The new Union Customs Code is the answer to CAP (Customs Action Plan) by which the EU reacts to this problem: the current customs system is burdensome for legitimate trade. And customs authorities struggle in their mission to protect the EU, its financial interests, citizens, enterprises, the Single Market, and the environment.
In particular, there are the points highlighted:
- Customs authorities struggle in their mission to protect the EU;
- Compliance with customs formalities is burdensome for legitimate trade;
- The customs model is not fit for e-commerce;
- Limited data quality, access, and analysis;
- Member States diverge significantly in the application of the customs rules.

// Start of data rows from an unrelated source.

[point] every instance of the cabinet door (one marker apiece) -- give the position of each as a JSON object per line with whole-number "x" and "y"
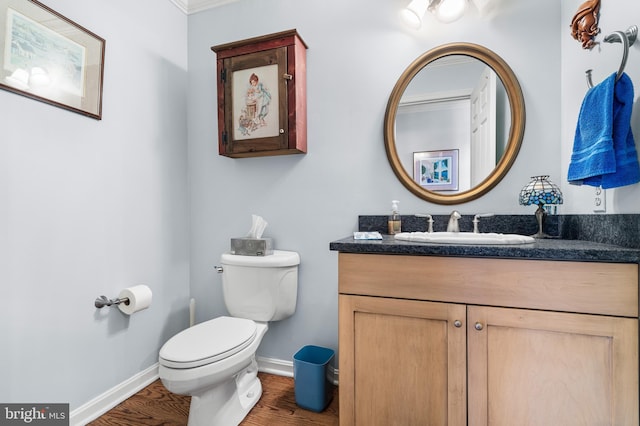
{"x": 549, "y": 368}
{"x": 402, "y": 362}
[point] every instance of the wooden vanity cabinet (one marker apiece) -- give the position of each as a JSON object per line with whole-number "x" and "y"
{"x": 453, "y": 341}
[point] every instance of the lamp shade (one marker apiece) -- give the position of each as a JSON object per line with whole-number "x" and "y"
{"x": 540, "y": 191}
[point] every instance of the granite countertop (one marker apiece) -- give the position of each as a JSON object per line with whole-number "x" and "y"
{"x": 543, "y": 249}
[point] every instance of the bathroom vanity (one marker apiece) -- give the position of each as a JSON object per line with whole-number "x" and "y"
{"x": 543, "y": 333}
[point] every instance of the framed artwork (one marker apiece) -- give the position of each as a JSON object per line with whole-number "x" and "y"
{"x": 262, "y": 96}
{"x": 436, "y": 170}
{"x": 47, "y": 57}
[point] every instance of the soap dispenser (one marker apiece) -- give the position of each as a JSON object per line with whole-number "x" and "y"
{"x": 394, "y": 222}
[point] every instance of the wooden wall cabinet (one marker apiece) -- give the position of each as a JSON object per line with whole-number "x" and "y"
{"x": 460, "y": 341}
{"x": 262, "y": 96}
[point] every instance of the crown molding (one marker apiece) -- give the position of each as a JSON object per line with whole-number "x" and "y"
{"x": 193, "y": 6}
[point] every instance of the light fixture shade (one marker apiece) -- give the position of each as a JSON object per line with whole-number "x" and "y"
{"x": 540, "y": 191}
{"x": 450, "y": 10}
{"x": 412, "y": 15}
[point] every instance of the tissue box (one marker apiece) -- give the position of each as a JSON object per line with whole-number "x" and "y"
{"x": 252, "y": 246}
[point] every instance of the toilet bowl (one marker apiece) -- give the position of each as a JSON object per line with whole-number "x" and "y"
{"x": 223, "y": 385}
{"x": 214, "y": 362}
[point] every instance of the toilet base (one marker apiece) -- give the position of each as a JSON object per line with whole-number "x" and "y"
{"x": 229, "y": 403}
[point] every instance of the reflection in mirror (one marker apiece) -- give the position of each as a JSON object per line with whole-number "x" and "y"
{"x": 454, "y": 123}
{"x": 456, "y": 103}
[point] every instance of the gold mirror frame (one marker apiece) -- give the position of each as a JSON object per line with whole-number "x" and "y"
{"x": 516, "y": 133}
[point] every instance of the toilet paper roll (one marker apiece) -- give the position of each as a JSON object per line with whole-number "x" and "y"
{"x": 139, "y": 299}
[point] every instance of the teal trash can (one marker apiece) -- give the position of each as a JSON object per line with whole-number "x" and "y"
{"x": 313, "y": 377}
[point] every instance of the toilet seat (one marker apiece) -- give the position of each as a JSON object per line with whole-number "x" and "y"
{"x": 208, "y": 342}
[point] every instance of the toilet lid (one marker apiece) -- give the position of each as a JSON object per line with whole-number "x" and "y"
{"x": 208, "y": 342}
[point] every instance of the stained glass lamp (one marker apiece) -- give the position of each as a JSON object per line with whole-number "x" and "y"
{"x": 540, "y": 191}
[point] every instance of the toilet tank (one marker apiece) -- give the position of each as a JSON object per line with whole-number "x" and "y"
{"x": 261, "y": 288}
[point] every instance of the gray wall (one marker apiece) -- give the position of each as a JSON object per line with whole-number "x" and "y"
{"x": 90, "y": 207}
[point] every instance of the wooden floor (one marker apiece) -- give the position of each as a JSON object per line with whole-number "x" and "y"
{"x": 154, "y": 405}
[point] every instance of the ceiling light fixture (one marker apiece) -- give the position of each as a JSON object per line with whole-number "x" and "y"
{"x": 444, "y": 10}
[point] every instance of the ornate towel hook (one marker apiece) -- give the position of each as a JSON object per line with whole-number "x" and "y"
{"x": 627, "y": 39}
{"x": 584, "y": 25}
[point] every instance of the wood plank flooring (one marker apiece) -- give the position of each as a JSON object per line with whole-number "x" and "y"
{"x": 156, "y": 406}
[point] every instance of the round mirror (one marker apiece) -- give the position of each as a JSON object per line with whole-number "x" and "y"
{"x": 454, "y": 123}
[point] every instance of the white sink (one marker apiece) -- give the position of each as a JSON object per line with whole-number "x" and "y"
{"x": 464, "y": 238}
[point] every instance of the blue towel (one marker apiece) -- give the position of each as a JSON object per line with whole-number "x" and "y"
{"x": 604, "y": 151}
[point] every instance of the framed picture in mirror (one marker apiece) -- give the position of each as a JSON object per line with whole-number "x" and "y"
{"x": 436, "y": 170}
{"x": 47, "y": 57}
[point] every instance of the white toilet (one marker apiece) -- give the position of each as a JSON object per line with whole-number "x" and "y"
{"x": 214, "y": 361}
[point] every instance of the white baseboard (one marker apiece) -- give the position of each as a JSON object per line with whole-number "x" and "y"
{"x": 281, "y": 367}
{"x": 114, "y": 396}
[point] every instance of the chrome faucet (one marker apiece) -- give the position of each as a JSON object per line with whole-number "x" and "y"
{"x": 429, "y": 220}
{"x": 453, "y": 226}
{"x": 476, "y": 220}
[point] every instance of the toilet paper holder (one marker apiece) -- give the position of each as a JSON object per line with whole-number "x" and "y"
{"x": 103, "y": 301}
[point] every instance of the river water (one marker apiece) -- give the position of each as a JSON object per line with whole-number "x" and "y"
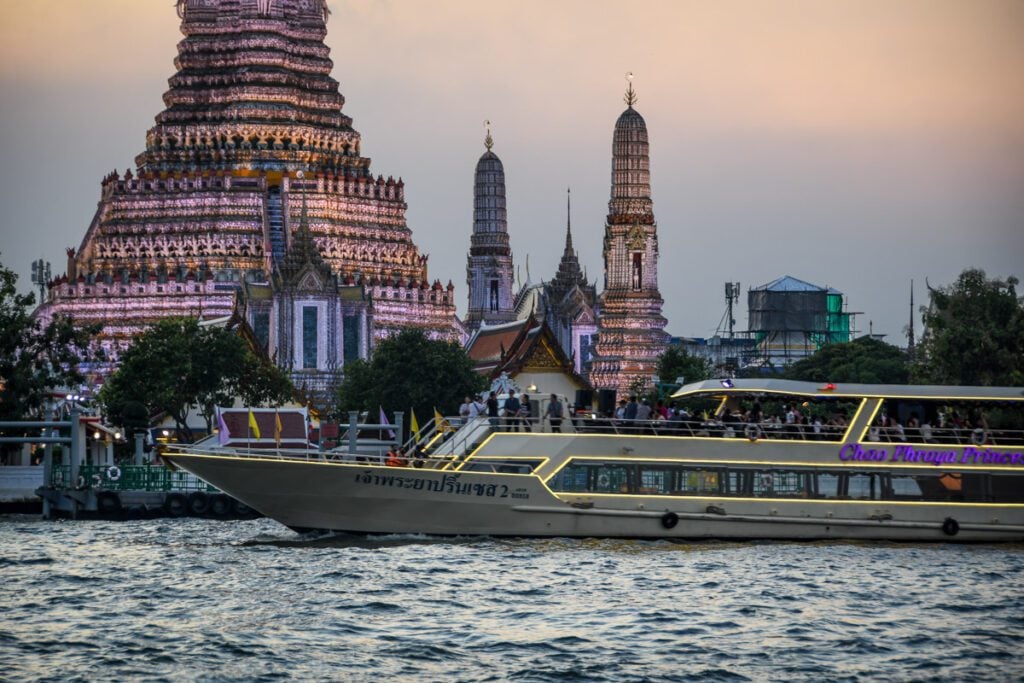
{"x": 250, "y": 600}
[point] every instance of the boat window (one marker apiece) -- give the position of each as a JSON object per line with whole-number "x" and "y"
{"x": 572, "y": 478}
{"x": 904, "y": 487}
{"x": 697, "y": 482}
{"x": 612, "y": 479}
{"x": 655, "y": 480}
{"x": 827, "y": 485}
{"x": 736, "y": 482}
{"x": 780, "y": 484}
{"x": 1008, "y": 487}
{"x": 861, "y": 486}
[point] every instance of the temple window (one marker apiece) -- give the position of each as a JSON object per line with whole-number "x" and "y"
{"x": 351, "y": 337}
{"x": 309, "y": 337}
{"x": 261, "y": 328}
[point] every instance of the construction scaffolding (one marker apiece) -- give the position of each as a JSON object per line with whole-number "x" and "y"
{"x": 790, "y": 319}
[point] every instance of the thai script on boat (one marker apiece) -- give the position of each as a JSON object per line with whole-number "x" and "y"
{"x": 448, "y": 483}
{"x": 907, "y": 454}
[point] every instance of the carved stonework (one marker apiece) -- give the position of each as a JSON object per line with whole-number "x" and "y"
{"x": 631, "y": 329}
{"x": 251, "y": 159}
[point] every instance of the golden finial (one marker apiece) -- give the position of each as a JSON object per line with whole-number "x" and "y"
{"x": 631, "y": 95}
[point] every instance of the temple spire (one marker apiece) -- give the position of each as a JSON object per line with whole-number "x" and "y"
{"x": 568, "y": 220}
{"x": 631, "y": 95}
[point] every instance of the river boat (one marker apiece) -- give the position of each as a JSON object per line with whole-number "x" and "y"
{"x": 863, "y": 462}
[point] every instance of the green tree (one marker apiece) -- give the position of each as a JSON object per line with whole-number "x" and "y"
{"x": 863, "y": 360}
{"x": 410, "y": 371}
{"x": 36, "y": 358}
{"x": 177, "y": 365}
{"x": 676, "y": 363}
{"x": 974, "y": 334}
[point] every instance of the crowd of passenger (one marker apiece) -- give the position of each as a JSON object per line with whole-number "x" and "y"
{"x": 749, "y": 420}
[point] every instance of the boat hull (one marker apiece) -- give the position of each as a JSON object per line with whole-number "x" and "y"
{"x": 365, "y": 499}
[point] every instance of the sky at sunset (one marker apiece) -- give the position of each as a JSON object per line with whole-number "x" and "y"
{"x": 854, "y": 144}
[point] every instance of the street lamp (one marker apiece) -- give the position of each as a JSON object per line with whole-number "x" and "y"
{"x": 41, "y": 276}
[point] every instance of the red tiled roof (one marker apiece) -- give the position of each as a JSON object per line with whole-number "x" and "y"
{"x": 487, "y": 344}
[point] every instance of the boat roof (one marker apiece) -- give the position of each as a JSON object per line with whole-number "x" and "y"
{"x": 721, "y": 387}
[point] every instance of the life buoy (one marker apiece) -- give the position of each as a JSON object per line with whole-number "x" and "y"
{"x": 670, "y": 519}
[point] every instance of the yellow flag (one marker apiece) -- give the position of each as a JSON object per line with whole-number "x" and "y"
{"x": 414, "y": 424}
{"x": 253, "y": 427}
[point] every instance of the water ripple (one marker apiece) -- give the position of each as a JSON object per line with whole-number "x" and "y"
{"x": 250, "y": 600}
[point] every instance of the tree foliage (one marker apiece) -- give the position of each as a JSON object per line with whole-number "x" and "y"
{"x": 36, "y": 358}
{"x": 177, "y": 365}
{"x": 676, "y": 363}
{"x": 974, "y": 334}
{"x": 863, "y": 360}
{"x": 410, "y": 371}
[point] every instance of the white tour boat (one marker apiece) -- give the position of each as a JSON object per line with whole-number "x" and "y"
{"x": 770, "y": 459}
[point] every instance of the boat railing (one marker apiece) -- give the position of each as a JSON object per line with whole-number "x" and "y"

In particular, the working document reports that: “…Customs is the only comprehensive capability of the EU to supervise international supply chains and all goods crossing the external borders. The customs authorities supervise the flow of goods in and out of the EU for ensuring compliance with a broad range of requirements across different policy domains…” and “…customs need to ensure proper, effective and timely collection of customs duties and taxes due. This includes deterring customs fraud and undervaluation and thereby preventing the loss of revenue for both the EU budget and the Member States…”. Very interesting is the analysis of the reliable trades for which, the working document undelines that “…A third aspect is the practical understanding of the existing scheme (AEO) and in particular its use as a badge of trust between traders and for purposes of international mutual recognition agreements, currently limited to ‘AEO S’ (recognition for security and safety purposes). Each option needs to present a balanced package. In addition, each option needs to ensure that overall, the customs supervision remains effective…”.